When it comes to the sections of the Iditarod trail that traverse the Yukon River, Dallas Seavey’s two goals, he says, are somewhat contradictory.
On the one hand, the 2012 Iditarod champion likes to “charge the dog team” prior to hitting the (Norton Sound) coast. That is, rest and prepare the dogs so that they’re energized and ready for the last, competitive few days of the race.
On the other hand, Seavey also likes to get within “striking distance” of the leading teams, which means, most likely, running his dogs with some relative speed.

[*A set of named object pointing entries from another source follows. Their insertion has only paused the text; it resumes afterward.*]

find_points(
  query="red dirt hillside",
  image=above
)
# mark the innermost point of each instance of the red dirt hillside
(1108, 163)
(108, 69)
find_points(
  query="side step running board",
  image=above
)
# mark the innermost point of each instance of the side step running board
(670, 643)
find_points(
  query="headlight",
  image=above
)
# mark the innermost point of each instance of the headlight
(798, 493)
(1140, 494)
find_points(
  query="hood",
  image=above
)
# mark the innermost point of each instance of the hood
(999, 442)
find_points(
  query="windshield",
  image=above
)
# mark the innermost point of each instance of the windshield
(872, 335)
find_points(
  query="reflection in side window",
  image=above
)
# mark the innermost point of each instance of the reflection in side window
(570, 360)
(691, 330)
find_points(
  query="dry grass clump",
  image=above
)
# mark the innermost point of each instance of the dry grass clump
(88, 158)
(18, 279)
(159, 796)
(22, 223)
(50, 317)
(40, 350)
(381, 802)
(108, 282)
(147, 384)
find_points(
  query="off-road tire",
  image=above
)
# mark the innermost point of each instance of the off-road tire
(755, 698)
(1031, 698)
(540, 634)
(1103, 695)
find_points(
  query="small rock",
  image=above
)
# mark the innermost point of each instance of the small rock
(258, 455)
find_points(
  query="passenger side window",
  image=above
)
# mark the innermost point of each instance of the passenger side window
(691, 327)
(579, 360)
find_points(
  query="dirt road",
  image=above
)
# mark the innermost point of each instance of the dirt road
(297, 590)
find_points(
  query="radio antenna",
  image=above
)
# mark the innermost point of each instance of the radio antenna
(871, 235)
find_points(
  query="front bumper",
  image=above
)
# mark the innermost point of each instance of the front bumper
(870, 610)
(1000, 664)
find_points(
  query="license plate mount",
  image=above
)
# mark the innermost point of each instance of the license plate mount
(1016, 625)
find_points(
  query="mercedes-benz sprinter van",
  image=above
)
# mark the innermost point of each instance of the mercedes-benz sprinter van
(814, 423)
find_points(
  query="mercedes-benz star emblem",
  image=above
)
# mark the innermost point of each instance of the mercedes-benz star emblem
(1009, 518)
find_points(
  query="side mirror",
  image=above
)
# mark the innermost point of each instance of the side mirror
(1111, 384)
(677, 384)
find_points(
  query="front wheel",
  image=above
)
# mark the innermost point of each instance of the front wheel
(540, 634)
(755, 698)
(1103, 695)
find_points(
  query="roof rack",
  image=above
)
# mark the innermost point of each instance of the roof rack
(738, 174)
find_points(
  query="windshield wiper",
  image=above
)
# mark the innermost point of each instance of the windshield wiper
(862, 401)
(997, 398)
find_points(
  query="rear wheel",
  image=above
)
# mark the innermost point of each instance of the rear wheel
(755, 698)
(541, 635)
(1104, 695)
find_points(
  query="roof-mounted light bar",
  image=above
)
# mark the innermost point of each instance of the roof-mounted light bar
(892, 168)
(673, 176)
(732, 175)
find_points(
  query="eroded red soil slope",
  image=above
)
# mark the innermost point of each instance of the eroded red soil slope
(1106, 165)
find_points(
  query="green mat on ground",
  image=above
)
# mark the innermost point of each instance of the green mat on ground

When it comes to this year’s race, as Dallas Seavey told KNOM on Saturday, he feels he’s done both goals fairly well. In the Kaltag checkpoint, the musher caught up with trail reporter Laureli Kinneen and struck an upbeat but seemingly realistic tone.
Seavey said he’s “very happy” with his 2014 dog team and thinks a top-five finish is possible. As for another championship? This year, at least, he says that’s a “long shot.”
Regardless of his final position, however, Dallas Seavey was happy to be in Kaltag, ready to hit the coast; it’s the time when you actually get to race. Everything prior to Kaltag, he says, is largely preparation.
Hear Dallas Seavey in Kaltag:
As of early Sunday morning, Dallas Seavey is in 13th position; he departed Kaltag at 12:56pm on Saturday with 10 dogs (dropping one in Kaltag, down from 11).